A Brief History of 135 Bowery
Neighborhood activist Sally Young, whose forte is the story behind buildings on the Bowery, shines an historical spotlight on 135 Bowery during its final hour. The end of days. As we reported on Monday, the death shroud and its accompanying plywood coffin shed are now firmly in place. Young commented as follows:
I did the initial research on this house and also the recently “slicked up” 133 Bowery that went to the LPC. I can’t even deal with this. When you research a house-its inhabitants in a way become your family. I’ve known 135 Bowery from its beginning with John Hardenbrook 1817/18 and have also followed the Hardenbrook/Samorindyke family to other Bowery residences. It is such an early house. Its building happened after the war of 1812-there didn’t seem to be a lot of building dates at the war’s time-they were before or after the war (my observations).

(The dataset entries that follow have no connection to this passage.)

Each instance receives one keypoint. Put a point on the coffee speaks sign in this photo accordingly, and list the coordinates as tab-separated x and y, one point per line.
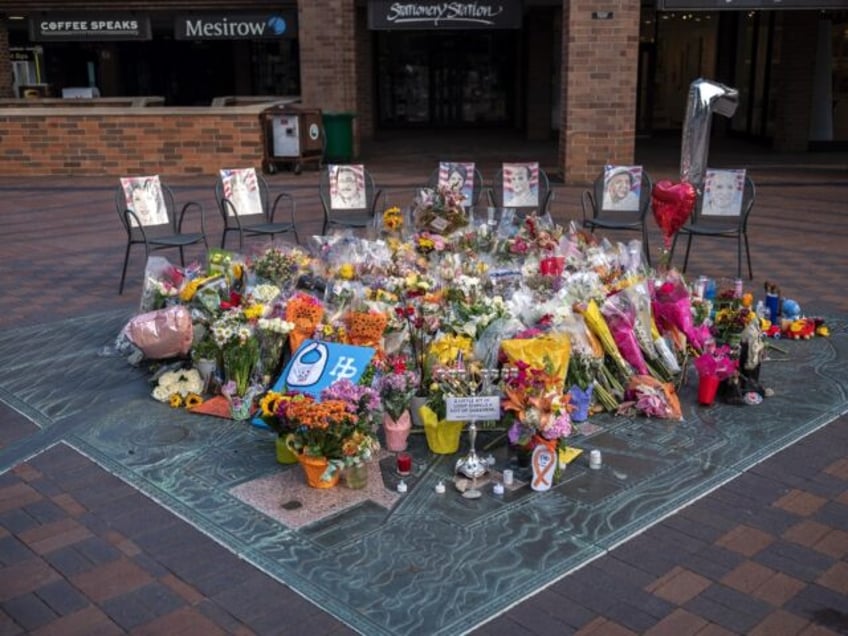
67	27
388	15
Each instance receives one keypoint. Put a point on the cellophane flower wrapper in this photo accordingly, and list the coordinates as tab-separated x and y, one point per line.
716	362
672	305
279	263
164	333
162	281
597	324
639	296
547	352
653	398
488	345
620	315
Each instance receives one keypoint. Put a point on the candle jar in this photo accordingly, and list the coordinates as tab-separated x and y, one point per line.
404	463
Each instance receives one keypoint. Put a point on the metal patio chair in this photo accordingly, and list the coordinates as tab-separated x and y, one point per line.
259	220
149	213
703	223
596	216
358	213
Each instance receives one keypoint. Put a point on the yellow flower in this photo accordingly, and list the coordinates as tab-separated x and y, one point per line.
190	289
254	312
192	400
269	403
347	271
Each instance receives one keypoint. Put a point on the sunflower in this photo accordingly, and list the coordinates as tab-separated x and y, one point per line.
192	400
269	403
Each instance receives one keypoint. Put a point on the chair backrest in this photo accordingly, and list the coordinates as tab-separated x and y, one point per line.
347	188
523	186
461	175
243	192
146	202
727	198
622	192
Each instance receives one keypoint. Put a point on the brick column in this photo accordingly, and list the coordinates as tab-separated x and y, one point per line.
328	68
5	62
599	74
794	82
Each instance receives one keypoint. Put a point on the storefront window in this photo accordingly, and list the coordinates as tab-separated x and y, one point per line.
446	79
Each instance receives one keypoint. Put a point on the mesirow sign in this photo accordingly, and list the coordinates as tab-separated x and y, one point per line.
236	26
387	14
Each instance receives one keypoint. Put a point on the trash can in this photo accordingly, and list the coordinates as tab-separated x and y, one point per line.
338	129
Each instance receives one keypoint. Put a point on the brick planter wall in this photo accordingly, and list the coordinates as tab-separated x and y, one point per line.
111	141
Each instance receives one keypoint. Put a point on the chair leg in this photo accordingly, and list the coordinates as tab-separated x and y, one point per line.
748	254
686	258
124	270
739	257
646	246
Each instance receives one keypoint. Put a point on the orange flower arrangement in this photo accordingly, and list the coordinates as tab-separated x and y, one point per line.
305	312
365	328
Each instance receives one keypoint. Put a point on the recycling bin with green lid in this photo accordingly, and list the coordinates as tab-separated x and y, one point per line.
338	132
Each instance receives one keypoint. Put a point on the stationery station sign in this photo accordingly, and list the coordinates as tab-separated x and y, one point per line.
389	15
236	26
66	27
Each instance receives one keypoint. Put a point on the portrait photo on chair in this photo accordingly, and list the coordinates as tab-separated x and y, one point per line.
144	197
521	185
723	191
242	191
347	187
459	177
622	188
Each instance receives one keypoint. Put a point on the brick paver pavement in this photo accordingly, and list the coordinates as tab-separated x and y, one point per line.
765	554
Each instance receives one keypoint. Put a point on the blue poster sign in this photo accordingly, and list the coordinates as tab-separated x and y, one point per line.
317	364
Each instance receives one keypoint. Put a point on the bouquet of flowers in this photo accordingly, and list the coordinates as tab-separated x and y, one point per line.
439	211
672	309
279	265
179	387
535	407
397	386
716	361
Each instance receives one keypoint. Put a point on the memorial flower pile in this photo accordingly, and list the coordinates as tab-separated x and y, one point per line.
454	295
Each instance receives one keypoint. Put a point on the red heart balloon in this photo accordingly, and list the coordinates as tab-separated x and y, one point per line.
672	203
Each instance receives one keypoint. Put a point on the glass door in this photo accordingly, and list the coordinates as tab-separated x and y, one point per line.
446	79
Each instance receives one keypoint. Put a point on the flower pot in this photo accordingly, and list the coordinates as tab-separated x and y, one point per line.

It seems that 133 came in around 1813, just after the war, so John Hardenbrook must have felt he was able to move ahead, and obviously did by building his business and then his house on the land he bought earlier. This important piece of early history will now be lost to a new building that will never be built with the care in which this house was built. I thank the LPC for designating this house, and I’m very sad that it was”de-designated” in the end.
Meanwhile, 133 Bowery lost its elegant cornice during the aforementioned “slicked-up” renovations last month.